PrismML released Bonsai Image 4B on May 26, 2026, shipping two extreme-quantization variants of a 4-billion-parameter text-to-image model under Apache 2.0. The 1-bit version uses binary weights at 1.125 effective bits per weight; the ternary version uses {-1, 0, +1} weights at 1.71 bits. PrismML claims it is the first image model in its parameter class to run directly on an iPhone, with checkpoints landing on Hugging Face and a companion iOS app on the App Store.
What This Enables
Drop the ternary checkpoint into a local pipeline and you get FLUX-class quality without sending prompts to a cloud endpoint. The released benchmark numbers retain 95% of FLUX.2 Klein 4B accuracy across GenEval, HPSv3, and DPG-Bench at a 6.4x transformer footprint reduction. The 1-bit variant lands at 88% accuracy and 8.3x reduction, small enough to keep an entire image model inside the unified memory of a recent iPhone or M-series Mac. PrismML ships a reference iOS app, Bonsai Studio, that runs the model entirely on-device. For creators, that means iterating moodboards on the plane, generating storyboard frames at a coffee shop, or building offline image features into client apps without inference billing.
Why It Matters
The on-device image generation race has been bottlenecked by transformer size. SDXL and FLUX checkpoints are too large for the unified memory budgets that Apple Silicon and high-end Snapdragon devices ship with. Bonsai Image 4B targets that exact gap by aggressive weight quantization rather than distillation, which preserves prompt-following behavior better than smaller dense models. If the 95% quality claim holds in independent testing, the open-weights release on Apache 2.0 makes this a candidate base model for any creator app that wants free local inference.
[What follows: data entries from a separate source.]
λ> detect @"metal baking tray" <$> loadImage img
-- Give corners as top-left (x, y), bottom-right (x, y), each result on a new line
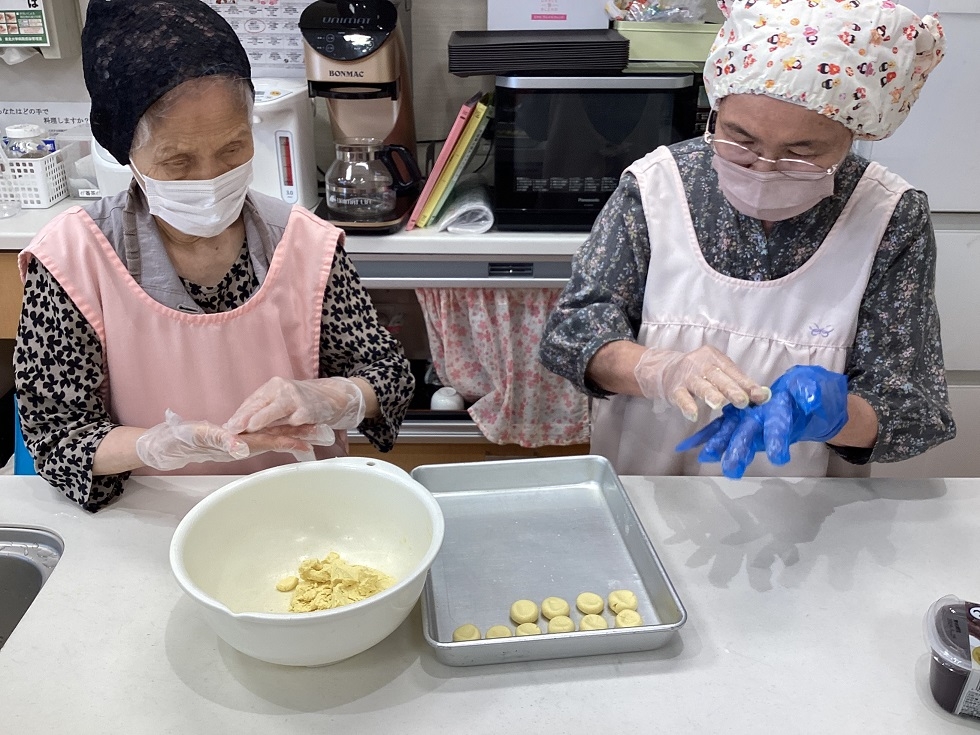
top-left (412, 456), bottom-right (687, 666)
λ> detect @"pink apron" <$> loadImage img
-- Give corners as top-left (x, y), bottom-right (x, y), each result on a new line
top-left (19, 207), bottom-right (347, 475)
top-left (592, 148), bottom-right (910, 477)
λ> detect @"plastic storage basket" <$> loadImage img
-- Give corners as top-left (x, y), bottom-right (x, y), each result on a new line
top-left (0, 151), bottom-right (68, 209)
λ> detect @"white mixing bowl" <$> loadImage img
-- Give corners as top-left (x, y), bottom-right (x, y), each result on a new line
top-left (170, 457), bottom-right (444, 666)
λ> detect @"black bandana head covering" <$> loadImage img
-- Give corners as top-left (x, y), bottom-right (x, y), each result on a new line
top-left (82, 0), bottom-right (252, 165)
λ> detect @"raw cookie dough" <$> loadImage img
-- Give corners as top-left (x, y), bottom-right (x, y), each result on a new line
top-left (541, 597), bottom-right (572, 620)
top-left (453, 623), bottom-right (480, 643)
top-left (578, 614), bottom-right (609, 630)
top-left (510, 600), bottom-right (538, 625)
top-left (276, 551), bottom-right (395, 612)
top-left (616, 609), bottom-right (643, 628)
top-left (575, 592), bottom-right (606, 615)
top-left (548, 615), bottom-right (575, 633)
top-left (517, 623), bottom-right (541, 635)
top-left (609, 590), bottom-right (640, 615)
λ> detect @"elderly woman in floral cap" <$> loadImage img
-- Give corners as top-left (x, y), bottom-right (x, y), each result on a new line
top-left (541, 0), bottom-right (955, 477)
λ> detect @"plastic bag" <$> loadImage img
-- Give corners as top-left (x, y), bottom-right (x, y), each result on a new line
top-left (606, 0), bottom-right (714, 23)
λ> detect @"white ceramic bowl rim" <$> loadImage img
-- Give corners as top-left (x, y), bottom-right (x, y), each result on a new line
top-left (170, 457), bottom-right (445, 626)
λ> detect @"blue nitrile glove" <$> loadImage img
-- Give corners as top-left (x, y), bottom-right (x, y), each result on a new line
top-left (677, 365), bottom-right (847, 479)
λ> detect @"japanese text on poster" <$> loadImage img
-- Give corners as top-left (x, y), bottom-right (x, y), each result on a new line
top-left (209, 0), bottom-right (312, 78)
top-left (0, 0), bottom-right (51, 46)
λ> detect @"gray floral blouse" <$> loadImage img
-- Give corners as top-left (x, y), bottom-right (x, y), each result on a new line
top-left (540, 139), bottom-right (956, 464)
top-left (14, 243), bottom-right (415, 511)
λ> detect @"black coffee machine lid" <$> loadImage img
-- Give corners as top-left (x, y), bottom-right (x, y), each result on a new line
top-left (299, 0), bottom-right (398, 61)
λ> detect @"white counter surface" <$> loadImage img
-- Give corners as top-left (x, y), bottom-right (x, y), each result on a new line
top-left (0, 476), bottom-right (980, 735)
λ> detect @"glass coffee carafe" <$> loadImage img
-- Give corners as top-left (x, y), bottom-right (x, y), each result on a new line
top-left (326, 138), bottom-right (422, 222)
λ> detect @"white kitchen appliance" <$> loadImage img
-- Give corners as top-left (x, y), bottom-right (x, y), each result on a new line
top-left (92, 79), bottom-right (319, 209)
top-left (252, 79), bottom-right (319, 209)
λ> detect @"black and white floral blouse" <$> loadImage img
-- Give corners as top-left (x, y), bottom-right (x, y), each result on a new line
top-left (14, 236), bottom-right (415, 511)
top-left (540, 139), bottom-right (956, 464)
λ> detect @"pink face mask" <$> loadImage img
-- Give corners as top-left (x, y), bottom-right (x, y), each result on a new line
top-left (711, 154), bottom-right (834, 222)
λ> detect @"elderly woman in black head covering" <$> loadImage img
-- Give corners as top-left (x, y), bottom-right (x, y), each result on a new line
top-left (15, 0), bottom-right (414, 510)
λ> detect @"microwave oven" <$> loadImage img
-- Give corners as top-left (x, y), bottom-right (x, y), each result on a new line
top-left (493, 73), bottom-right (708, 231)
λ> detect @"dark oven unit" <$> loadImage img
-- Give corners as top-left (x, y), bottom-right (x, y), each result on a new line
top-left (494, 73), bottom-right (704, 231)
It joins a small but growing 2026 cohort of mobile-grade open weights alongside Stable Audio 3 for music.
Key Details
Two checkpoints ship today: a 1-bit variant with FP16 scaling factors and a ternary variant, both at 4B parameters. Apache 2.0 license covers weights and code. PrismML published the whitepaper alongside the release, describing the training procedure and the binary scaling approach. Supported runtimes are Apple Silicon (iPhone, iPad, Mac) and CUDA GPUs, with reference inference code in the Bonsai-image-demo repository. Benchmarks reported in the paper are GenEval, HPSv3, and DPG-Bench, the same suite the FLUX team uses, making head-to-head comparison straightforward. PrismML positions the model as a baseline for further research into ultra-low-bit creative AI rather than a frontier-quality replacement for FLUX or Imagen.
What to Do Next
If you build creator apps, pull the ternary checkpoint from Hugging Face and run it against your existing FLUX prompt set to measure delta. The 95% number is an average across three benchmarks; specific prompt families (faces, text rendering, hands) may regress more. iOS developers can install Bonsai Studio from the App Store to gauge real-device latency before integrating. For studios that already run a FLUX or SDXL pipeline, the most immediate use is offline backup rendering, on-device drafts for mobile clients, and rapid iteration where round-trip cloud latency hurts the creative loop.